Professor Lorimer Moseley
Professors Moseley & Hutchinson will argue that these conditions are all characterised by particular unpleasant and often distressing feelings, and that these feelings have clear and critical adaptive functions during an emergency, but great negative impact when they persist beyond their optimal adaptive window, when they can be considered ‘disorders of overprotection’. Recent scientific developments have identified common biological pathways and predisposing, modifying and therapeutic factors. These developments also raise the strong possibility of developing bio, psycho and social markers of overprotection, which will in turn allow a precision health approach to preventing and overcoming these chronic overprotection disorders.
Finally, Moseley & Hutchinson will focus on chronic pain to describe an approach that targets modifiable contributors to overprotection. Grounded in contemporary pain science education and skills training, social connection and inclusion strategies, and the Sweet Zone of positive adaptation, the approach aims at prevention of, and recovery from, chronic pain and related ‘overprotective disorders’.

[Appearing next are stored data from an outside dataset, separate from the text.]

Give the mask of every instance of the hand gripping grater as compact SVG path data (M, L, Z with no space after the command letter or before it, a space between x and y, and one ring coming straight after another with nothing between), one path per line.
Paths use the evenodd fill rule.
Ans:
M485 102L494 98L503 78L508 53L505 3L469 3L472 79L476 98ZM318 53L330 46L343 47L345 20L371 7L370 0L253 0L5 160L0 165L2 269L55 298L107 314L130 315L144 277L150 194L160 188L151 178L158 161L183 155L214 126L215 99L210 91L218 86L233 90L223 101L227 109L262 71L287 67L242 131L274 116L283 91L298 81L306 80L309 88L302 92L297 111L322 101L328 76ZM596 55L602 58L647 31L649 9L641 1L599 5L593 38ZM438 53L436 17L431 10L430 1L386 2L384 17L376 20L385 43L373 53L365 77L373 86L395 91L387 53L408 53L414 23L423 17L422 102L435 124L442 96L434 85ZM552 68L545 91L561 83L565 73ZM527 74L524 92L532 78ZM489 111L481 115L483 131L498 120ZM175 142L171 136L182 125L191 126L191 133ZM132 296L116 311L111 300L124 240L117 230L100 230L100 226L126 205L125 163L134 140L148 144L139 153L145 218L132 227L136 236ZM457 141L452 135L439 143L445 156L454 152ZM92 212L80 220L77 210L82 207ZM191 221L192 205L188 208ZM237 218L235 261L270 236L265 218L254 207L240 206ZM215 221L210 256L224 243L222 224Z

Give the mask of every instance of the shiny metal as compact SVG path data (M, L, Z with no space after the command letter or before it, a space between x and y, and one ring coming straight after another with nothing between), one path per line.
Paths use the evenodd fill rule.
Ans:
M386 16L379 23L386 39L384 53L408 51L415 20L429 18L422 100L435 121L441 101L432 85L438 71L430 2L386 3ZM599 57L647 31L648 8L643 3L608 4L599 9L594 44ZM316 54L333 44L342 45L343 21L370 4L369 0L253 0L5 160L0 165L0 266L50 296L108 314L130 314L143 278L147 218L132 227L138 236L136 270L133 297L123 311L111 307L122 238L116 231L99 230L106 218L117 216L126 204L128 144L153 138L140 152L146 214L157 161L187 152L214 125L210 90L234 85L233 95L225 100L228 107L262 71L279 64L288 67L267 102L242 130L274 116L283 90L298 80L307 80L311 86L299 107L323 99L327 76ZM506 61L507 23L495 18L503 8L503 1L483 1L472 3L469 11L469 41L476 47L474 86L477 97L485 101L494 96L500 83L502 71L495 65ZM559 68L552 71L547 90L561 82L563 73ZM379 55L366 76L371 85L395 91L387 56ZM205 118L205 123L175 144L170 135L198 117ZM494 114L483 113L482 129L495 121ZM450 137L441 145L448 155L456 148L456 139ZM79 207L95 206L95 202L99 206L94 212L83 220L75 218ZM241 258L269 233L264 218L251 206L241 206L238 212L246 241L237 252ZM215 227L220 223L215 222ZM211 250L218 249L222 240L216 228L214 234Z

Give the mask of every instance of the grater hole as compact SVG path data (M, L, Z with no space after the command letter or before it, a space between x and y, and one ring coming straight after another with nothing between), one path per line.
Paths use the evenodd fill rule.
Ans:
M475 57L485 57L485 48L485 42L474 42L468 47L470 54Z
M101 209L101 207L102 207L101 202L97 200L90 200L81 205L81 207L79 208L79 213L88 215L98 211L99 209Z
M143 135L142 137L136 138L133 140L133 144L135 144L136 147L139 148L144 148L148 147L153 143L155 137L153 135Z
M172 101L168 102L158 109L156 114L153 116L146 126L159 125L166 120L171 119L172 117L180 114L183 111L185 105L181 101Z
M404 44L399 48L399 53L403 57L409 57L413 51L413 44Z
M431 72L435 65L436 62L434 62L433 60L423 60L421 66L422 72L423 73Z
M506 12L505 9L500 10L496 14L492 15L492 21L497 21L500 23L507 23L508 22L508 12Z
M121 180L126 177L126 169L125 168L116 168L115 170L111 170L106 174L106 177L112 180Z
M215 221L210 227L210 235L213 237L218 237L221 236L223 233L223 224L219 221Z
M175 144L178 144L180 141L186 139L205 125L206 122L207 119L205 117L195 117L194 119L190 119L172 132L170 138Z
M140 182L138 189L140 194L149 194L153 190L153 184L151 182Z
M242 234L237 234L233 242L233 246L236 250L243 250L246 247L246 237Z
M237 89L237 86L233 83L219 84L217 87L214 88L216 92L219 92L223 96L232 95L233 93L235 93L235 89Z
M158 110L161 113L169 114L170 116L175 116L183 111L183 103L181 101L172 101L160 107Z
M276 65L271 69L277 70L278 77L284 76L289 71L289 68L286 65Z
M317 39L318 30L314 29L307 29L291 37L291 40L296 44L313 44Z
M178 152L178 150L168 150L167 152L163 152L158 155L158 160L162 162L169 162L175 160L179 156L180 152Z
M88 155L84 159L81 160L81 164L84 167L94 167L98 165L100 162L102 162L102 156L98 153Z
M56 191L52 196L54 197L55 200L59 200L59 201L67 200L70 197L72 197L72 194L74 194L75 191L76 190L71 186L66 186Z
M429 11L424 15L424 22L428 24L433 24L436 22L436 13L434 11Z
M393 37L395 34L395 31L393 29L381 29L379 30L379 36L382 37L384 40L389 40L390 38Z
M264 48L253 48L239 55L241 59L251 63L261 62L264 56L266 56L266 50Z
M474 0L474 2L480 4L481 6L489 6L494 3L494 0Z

Professor Lorimer Moseley AO is an internationally renowned pain scientist and science communicator. He has published 440 scientific articles and eight books, given keynote presentations at world conferences in eight fields, and received honours or awards from government or professional societies in 18 countries. Treatments he developed for chronic pain are implemented internationally, for example across the UK’s National Health Service and the USA’s Veterans Affairs. In 2020 he was made an Officer of the Order of Australia, for distinguished service to the fields of pain and its management, science communication, education and physiotherapy, to humanity at large.